I have to say Chris is a trooper. He hangs out with three bitches on a fairly regular basis and never complains.  We were having drinks before the Sox game on Friday when us girls started talking about when our next cycle was beginning.  We don't hold back on details either. Chris said, "I have made some poor decisions in my life that have led me to this moment."  Even yesterday, I walked into the room and mumbled something.  Kerry asked me to repeat myself and I whined, "My boobs are killing me."  Chris shook his head and chugged his Miller Lite.  I also shared my horoscope with him. He had to read it for himself.
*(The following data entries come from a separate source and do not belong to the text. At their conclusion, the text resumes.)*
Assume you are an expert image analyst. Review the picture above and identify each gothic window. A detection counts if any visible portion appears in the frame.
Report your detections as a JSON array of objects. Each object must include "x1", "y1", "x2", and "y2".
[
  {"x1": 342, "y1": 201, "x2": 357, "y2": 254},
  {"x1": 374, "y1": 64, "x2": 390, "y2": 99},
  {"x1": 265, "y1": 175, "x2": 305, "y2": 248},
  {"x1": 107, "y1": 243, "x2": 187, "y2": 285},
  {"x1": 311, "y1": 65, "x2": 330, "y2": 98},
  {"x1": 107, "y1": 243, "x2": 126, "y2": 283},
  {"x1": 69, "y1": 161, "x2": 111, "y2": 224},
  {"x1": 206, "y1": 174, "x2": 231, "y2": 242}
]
I was exhausted yesterday and mused that I wished I had some Midol PM so I could sleep like a baby.  I stopped at CVS on the way home.  I was scanning the aisle and there was a man standing next to me looking at tampons.  I saw the Midol and grabbed it.  He snorted.  As though it was so typical of a woman to buy the product.  If I wasn't sleepy, I would have said, "I'm sorry, sir.  You're looking at maxi pads and tampons.  Your balls must be so big." I did flip him off behind his back.



I felt terrible for not going home on Father's Day, especially because I am my dad's favorite, but I could not endure another Peter Pan bus ride.  Sorry, Pops. I did chat with him twice this weekend.  He has a joke that when you ask him how he is, he replies, "Let me check."  Every time.  He got me on Saturday, but I got the sucker yesterday.  "How are ya, honey?" He asked.  "Oh, let ME check."  I replied.  He did his "Nyuck, nyuck nyuck" while presumably shaking his fist.  I told him how I tried sushi the night before.  He was impressed.  I even tried fish eggs.   I didn't tell my mom all of the details as she equates eating raw fish to risking one's life.  Kath worries enough.

I meant to massage my assface last night, but like I said, I was exhausted.  I will tonight.  It's going to be messy.  I return to the office of Lin, Lang, Chang at the end of July.  People tell me they can barely see the scar and it looks much better.  I need to figure out a story to tell my children about my battle wound.  Maybe something like, "I took a bullet in the face for you.  Pour me some wine."  Or, "I was knifed when pregnant with you, clean mommy's room."  Ideas welcome.